Re: Does this count as a robot?

YUWONO BUDI (yuwono@uxmail.ust.hk)
Tue, 9 Jan 1996 02:10:06 +0800 (HKT)


>
> On Sun, 7 Jan 1996, Thomas Stets wrote:
> > Here is the basic functionality:
> >
> > - The program starts at a given URL and follows all links that
> > are in the same directory or below. (Starting with http://x/a/b/c/...
> > it would follow /a/b/c/d/... but not /a/b/e/...)
> > (except for IMG graphics)
> > - It will, optionally, follow links to other servers one level deep.
> > - No links with .../cgi-bin/... or ?parameters are followed.
> > - Only http: links are followed.
> > - No Document is requested twice. (To prevent loops)
> > - It will identify itself with User-agent: and From:
> > - It will use HEAD requests when refreshing pages.
>
> >From your description, it is vulnerable to looping still. Many sites use
> symbolic links from lower to upper levels. If you try to suck
> 'everything', you will end up in an infinite recursion. You need a depth
> limit (no more than X '/' elements in the URL), and probably a total
> pages limit (no more than Y pages total) to prevent any obscure cases
> from sucking it down an unexpected rat hole.

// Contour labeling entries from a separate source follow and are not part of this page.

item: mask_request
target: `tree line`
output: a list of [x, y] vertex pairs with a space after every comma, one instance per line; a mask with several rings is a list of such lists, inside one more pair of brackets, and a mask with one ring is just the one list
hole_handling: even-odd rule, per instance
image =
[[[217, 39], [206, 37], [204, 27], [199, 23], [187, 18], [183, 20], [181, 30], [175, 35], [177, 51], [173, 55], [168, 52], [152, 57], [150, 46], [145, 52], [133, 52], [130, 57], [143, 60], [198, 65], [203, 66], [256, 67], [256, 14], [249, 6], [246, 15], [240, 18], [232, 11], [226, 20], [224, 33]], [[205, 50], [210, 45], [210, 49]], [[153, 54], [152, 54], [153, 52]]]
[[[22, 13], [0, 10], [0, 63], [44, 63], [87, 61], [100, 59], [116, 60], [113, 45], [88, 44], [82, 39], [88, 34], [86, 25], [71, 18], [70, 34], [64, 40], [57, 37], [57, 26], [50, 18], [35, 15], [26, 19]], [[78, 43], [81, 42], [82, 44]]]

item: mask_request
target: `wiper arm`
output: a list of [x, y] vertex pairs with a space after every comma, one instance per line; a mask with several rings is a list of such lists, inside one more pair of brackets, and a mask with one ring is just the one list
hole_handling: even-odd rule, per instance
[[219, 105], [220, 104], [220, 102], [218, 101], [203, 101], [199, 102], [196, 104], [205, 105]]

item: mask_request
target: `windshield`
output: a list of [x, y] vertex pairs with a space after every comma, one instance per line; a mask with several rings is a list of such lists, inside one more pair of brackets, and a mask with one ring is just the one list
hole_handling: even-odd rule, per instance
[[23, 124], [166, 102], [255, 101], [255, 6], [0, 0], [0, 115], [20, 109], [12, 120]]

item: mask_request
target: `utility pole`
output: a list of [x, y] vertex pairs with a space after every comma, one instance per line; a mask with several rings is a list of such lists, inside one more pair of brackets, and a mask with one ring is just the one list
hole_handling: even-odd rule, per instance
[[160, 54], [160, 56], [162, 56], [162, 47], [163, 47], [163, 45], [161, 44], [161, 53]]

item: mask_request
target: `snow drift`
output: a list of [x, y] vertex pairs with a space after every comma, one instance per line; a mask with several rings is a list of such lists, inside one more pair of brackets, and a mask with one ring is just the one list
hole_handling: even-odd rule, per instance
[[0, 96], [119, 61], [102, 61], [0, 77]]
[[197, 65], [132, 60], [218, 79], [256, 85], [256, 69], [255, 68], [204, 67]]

One trick that I use to get around symbolic-link loops is to
detect any recurring path segment (a /x/) in a URL. Hopefully,
no web author creates a subdirectory with the same name as
its parent or grand* parent directory (in which case my robot would
think there is a loop and stop there). So far (half a thousand
sites we visited), I haven't seen such a case.

-Budi.